Having seen the structure of the cell, we are now ready to see how DNA, several forms of RNA and ribosomes work to synthesize proteins. DNA furnishes the recipe not only for reproduction, but also for daily cell growth and maintenance. All this depends to a very great degree on gene regulation, which we will consider shortly.
The so-called central dogma of molecular biology is often paraphrased as “DNA makes RNA and RNA makes protein.” Put differently, DNA is transcribed inside the nucleus to make mRNA, which is expelled from the nucleus to the cytoplasm where it is translated to protein by ribosomes.
DNA –> transcription (nucleus)→ mRNA
→ translation (ribosome)→ protein.
The recipe is expressed in “bytes” of three nucleobases; one three-base byte is referred to as a code-word. When transcribed to its complementary form in mRNA, it is called a codon.
The enzyme which does the work of “reading” a gene on the DNA and building a corresponding gene of RNA is called RNA polymerase.1)In fact, there are several forms of DNA polymerase, but that complexity is well beyond the scope of this document. The RNA it constructs is called mRNA, for “messenger RNA”. The DNA recipe begins with a sequence called the promoter. RNA polymerase contains a complementary sequence which recognizes the promoter, binds to it and launches transcription.2)Transcription is started only if it is allowed by gene regulation, which we will consider shortly. It then unwinds a part of the DNA chain and reads code-words, starting with the promoter. As it reads the DNA, it constructs a complementary chain, called pre-mRNA, from nucleotides.
The nucleotides used, called nucleotide-triphosphates (NTPs), have two additional phosphate groups containing a significant amount of energy from ATP. This energy is used to bond the nucleotides together to form the RNA. Protein synthesis is one of the most costly of cell processes in terms of energy consumption. Much of this energy is used to make enzymes essential to the functioning of the cell.
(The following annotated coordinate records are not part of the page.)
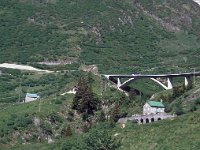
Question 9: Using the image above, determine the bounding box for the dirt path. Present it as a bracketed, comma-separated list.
[0, 63, 53, 73]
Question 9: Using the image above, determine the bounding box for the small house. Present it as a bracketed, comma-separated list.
[143, 100, 165, 115]
[25, 93, 40, 103]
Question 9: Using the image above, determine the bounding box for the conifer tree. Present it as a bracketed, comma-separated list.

The RNA polymerase moves along the DNA, unwinding sections as it goes, reads the code words and assembles the appropriate pre-mRNA codons from NTPs. The separated DNA strands recombine in its wake. Eventually, it reaches a transcription-terminator sequence in the DNA and ends transcription. It now has gone through three steps, known as initiation, elongation (of the produced pre-mRNA) and termination. The pre-mRNA then is released into the nucleoplasm.
Before leaving the nucleus, the pre-mRNA must be cleaned up. This is needed because DNA contains non-coding, or junk, sequences. The codons which should be kept are called exons (like “expressed”) and those which should be deleted are called introns (like “interrupted”). Small particles called “snurps” (for snRNPs, or small nuclear ribonucleoproteins), made up of RNA and proteins, bind together to form spliceosomes, which remove introns and splice the exons back together again, resulting in a cleaned-up form of mRNA.3)Are you wondering how the snurps can recognize the introns an exons? So am I. All I can say is that it is quite complicated and has something to do with methylation of the DNA strands. It is currently not understood why there are introns at all.
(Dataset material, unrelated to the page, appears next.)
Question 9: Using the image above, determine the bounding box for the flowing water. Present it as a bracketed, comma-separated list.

The mRNA is then moved out of the nucleus for the next step.
Protein synthesis – translation
After the mRNA leaves the nucleus, it is used to provide the input data for the synthesis of proteins. This takes place on ribosomes.
There are two sorts of ribosomes in eukaryotic cells, depending on their location.
- Free ribosomes float in the cytoplasm and make proteins which will function there.
- Membrane-bound ribosomes are attached to the rough endoplasmic, reticulum, which is why it is called “rough”. Proteins produced there will either form parts of membranes or be released from the cell.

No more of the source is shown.